Förderung wasserstoffbasierter Mobilität
Mit den heute verfügbaren Batterien zur direkten Speicherung von elektrischer Energie ist der Mobilitätssektor nicht komplett entkarbonisierbar. Insbesondere im Bereich schwerer Fahrzeuge werden Alternativen benötigt und eine solche könnte der Wasserstoffantrieb sein. Aufgrund der besonderen Preisbildungsmechanismen werden im Mobilitätssektor Wasserstoffpreise erzielt, die im optimalen Fall schon heute mit nur geringer Förderung eine wirtschaftliche Wasserstofferzeugung und -verteilung ermöglichen.
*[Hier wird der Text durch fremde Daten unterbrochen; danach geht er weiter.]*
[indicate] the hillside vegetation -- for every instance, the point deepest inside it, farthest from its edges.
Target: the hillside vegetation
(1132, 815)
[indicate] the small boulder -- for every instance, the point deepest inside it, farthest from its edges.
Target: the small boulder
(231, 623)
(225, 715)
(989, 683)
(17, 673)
Mit Ausgleich der Investitionsmehrkosten für Brennstoffzellenfahrzeuge ließe sich somit relativ einfach ein Einstieg in die Produktion von derartigen Fahrzeugen und von grünem Wasserstoff sowie in die Entkarbonisierung auch des Schwerlastverkehrs bewirken.
Unsere Anregung ist daher, einen definierten Hochlauf des Einsatzes von Brennstoffzellen-Bussen, -LKW und -Zügen in die Wasserstoff-Roadmap aufzunehmen.
Wünschenswert wäre auch eine Abstimmung mit den Nachbarländern zu grenzüberschreitenden Lieferungen von grünem Wasserstoff, dies insbesondere mit der Schweiz, da dort der Markt für Wasserstoffmobilität derzeit deutlich weiter entwickelt ist als in Deutschland.
Überlegenswert könnten auch Wasserstofflieferungen per Schiff von einem Wasserkraftwerk am Rhein zu industriellen Anwendern, z. B. zur Raffinerie der MiRO in Karlsruhe sein.
Mobilität / Infrastruktur / ÖPNV
Die H2 Erzeugung, Transport und Verfügbarkeit gehen einher mit der sicheren Nutzung. Die Nutzung wiederum ist u.a. abhängig von der Rentabilität.
Im Mobilitätssektor steht vor allem mit dem ÖPNV ein von der Allgemeinheit getragener Bereich zur Verfügung, in dem die Technologie im Realbetrieb erprobt werden kann. Gegenüber dem Individualverkehr bietet die Umstellung des ÖPNV auf Wasserstoffversorgung mehrere Vorteile:
• Begrenzte Anzahl lokaler Tankstellen ausreichend, im Gegensatz zum bundesweiten, flächendeckenden Netz, welches zur Umstellung des Individualverkehrs notwendig ist
• Planbarkeit der Wasserstoffbedarfe, da im Bereich des ÖPNV vor-hersehbar ist, wann welche Anzahl Fahrzeuge zur Verfügung steht. Im Individualverkehr ergibt sich der Bedarf abhängig von den Ab-satzzahlen entsprechender Fahrzeuge, die nur bedingt vorausgesehen werden können, siehe Elektromobilität
• Vorbildwirkung und Beweis der Funktionsfähigkeit sowie Sicherheit der Technologie
Im ÖPNV ist neben einem reinen Austausch der Fahrzeuge auch die damit kommerzielle Situation, beispielsweise anhand der Fahrgastzahlen, zu betrachten. Auf dieser Basis ist die Auswahl der passenden Fahrzeuge und der entsprechenden Finanzierung zu klären.
Dass die Mobilität zur Infrastrukturellen H2 Versorgung passt ist, ist selbstverständlich.
Diese Betrachtung ist für Kommunen mit dem Ziel der CO2 Neutralität ein Thema.
Ein weiteres Thema ist, ab welcher Fahrzeuggröße für Individualverkehr und Logistik für die Wasserstoffanwendung relevant sind und welche Planungen im Automobilsektor laufen. In BW ist eine Bindung mit der ansässigen Automobilindustrie unabdingbar
Gleichwertiger Ausbau von Elektromobilität und Wasserstoffmobilität
Das eine tun und das andere nicht lassen! In B.-W. und in der BRD müssen zwingend sowohl die Elektromobilität als auch die Wasserstoffmobilität gleichwertig gefördert, erforscht und weiterentwickelt werden.